The prints contain flora and fauna, hints of nature that Voogd didn’t experience growing up in the crowded city of Delhi. “I started doing landscapes when I came to the U.S. because the landscape was so different here. The plants, the mustard growing on the hills in the summer. I’d never seen a Joshua tree. All that was so different.” But there are also elephants, camels, and other Indian iconography, reminiscent of home and reflecting a true melding of Voogd’s childhood traditions with her adult life in the United States.

“You have no choice but to draw from your experiences,” Voogd says. When she interrogates some of her young undergrad students about their artistic choices, they often confide they don’t know where their inspirations originate. “That’s fine,” she tells them. “But 20 years from now, you’ll know where it came from. Every decision comes from somewhere. It’s something subconscious. Even if you can’t articulate or understand it, hopefully one day you’ll know.” 

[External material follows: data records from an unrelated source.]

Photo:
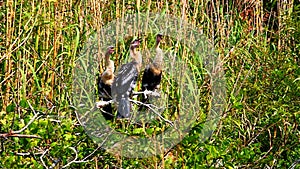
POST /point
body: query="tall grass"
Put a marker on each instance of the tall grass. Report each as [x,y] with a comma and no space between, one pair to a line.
[256,40]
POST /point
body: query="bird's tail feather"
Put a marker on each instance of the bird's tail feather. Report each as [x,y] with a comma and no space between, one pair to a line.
[124,108]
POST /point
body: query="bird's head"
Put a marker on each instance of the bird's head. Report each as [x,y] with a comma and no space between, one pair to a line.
[135,44]
[159,38]
[110,50]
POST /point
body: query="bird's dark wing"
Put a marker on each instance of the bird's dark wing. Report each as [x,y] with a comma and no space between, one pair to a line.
[125,81]
[104,90]
[124,108]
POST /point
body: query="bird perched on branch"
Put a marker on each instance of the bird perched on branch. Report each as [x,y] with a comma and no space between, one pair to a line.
[125,81]
[105,82]
[152,73]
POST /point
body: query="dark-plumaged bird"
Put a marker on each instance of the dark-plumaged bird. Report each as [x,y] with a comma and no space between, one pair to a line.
[152,73]
[105,82]
[125,81]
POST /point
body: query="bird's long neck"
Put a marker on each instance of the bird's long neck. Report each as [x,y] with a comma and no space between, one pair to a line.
[158,60]
[109,63]
[136,57]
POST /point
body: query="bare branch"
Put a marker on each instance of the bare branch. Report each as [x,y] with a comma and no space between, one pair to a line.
[149,106]
[32,120]
[19,135]
[147,93]
[42,158]
[102,103]
[76,156]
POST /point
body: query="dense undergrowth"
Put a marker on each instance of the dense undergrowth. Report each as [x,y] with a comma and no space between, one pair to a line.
[258,43]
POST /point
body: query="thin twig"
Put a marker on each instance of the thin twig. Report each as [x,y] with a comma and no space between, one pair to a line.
[31,121]
[76,156]
[19,135]
[147,105]
[42,158]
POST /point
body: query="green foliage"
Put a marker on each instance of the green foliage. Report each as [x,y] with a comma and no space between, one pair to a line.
[40,42]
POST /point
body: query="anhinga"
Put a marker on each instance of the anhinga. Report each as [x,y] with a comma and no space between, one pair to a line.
[105,82]
[152,73]
[125,81]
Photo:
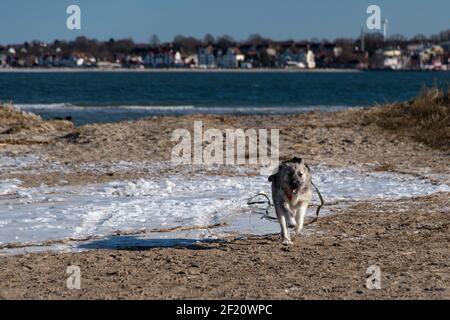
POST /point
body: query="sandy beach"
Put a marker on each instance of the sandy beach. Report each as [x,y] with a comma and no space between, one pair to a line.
[406,237]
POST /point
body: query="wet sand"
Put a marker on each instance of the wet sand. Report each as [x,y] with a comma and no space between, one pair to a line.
[408,239]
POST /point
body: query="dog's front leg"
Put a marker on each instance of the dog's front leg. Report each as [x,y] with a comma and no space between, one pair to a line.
[300,217]
[282,214]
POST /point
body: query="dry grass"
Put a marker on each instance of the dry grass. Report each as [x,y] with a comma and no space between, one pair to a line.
[14,121]
[426,118]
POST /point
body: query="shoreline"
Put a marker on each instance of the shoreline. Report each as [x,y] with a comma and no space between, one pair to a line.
[406,237]
[174,70]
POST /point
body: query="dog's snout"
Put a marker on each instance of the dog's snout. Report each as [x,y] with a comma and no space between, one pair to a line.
[295,183]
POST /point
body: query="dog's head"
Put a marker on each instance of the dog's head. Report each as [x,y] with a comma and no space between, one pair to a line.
[293,175]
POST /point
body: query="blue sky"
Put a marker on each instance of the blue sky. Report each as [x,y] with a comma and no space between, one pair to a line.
[24,20]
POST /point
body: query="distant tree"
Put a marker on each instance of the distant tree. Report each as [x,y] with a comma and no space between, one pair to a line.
[225,41]
[188,45]
[444,35]
[154,40]
[209,39]
[419,38]
[255,39]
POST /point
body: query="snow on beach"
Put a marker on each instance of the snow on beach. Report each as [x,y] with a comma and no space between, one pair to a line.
[53,213]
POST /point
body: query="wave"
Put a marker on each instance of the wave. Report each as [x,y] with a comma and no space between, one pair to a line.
[188,109]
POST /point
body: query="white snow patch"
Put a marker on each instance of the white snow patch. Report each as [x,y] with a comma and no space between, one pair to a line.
[50,213]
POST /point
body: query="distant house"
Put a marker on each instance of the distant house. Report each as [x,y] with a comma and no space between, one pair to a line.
[393,59]
[298,58]
[232,59]
[206,58]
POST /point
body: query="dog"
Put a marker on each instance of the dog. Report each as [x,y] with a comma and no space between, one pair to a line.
[291,195]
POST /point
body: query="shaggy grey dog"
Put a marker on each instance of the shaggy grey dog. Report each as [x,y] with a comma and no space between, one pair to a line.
[291,194]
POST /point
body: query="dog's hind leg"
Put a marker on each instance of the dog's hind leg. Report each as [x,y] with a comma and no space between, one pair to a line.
[282,215]
[300,217]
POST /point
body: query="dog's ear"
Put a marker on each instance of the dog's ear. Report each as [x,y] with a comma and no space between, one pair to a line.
[273,176]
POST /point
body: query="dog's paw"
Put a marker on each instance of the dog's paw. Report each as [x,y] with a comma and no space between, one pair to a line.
[291,222]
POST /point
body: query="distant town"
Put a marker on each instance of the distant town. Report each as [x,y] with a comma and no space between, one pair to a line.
[371,51]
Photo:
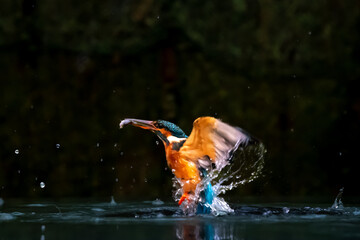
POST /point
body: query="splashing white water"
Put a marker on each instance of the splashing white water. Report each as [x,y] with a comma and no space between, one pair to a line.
[338,203]
[246,165]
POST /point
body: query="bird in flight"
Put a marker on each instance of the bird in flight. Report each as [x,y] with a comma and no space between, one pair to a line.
[209,146]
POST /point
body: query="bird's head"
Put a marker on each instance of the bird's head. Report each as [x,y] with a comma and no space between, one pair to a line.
[165,130]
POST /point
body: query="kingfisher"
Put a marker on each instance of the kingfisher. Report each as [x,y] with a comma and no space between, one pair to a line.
[210,145]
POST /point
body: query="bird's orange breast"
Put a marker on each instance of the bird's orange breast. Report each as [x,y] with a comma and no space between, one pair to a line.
[184,170]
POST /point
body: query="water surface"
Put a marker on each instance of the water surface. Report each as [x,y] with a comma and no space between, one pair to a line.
[158,220]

Yuri Kuznetsov’s charmed Russian childhood led to a life of artistic whimsy

“My childhood was a big time,” says mixed media artist Yuri Kuznetsov. “I feel like I was a child for 20 years. Thirty years. Maybe still. Now, every day, I’m playing, playing, playing.” 

Born and raised in Almet’evsk – the center of Russia’s oil industry where his father worked as an engineer – Kuznetsov’s childhood was fueled by folktales and physical and artistic freedoms. At age 9, after expressing an interest in art, his mother whitewashed his bedroom walls, armed him with colorful cans of paint, and allowed her son to spend his days expressing his imagination. He painted bright animals, animated people, cars, and creative creatures. When he ran out of room, she whitewashed over the old and Kuznetsov started anew.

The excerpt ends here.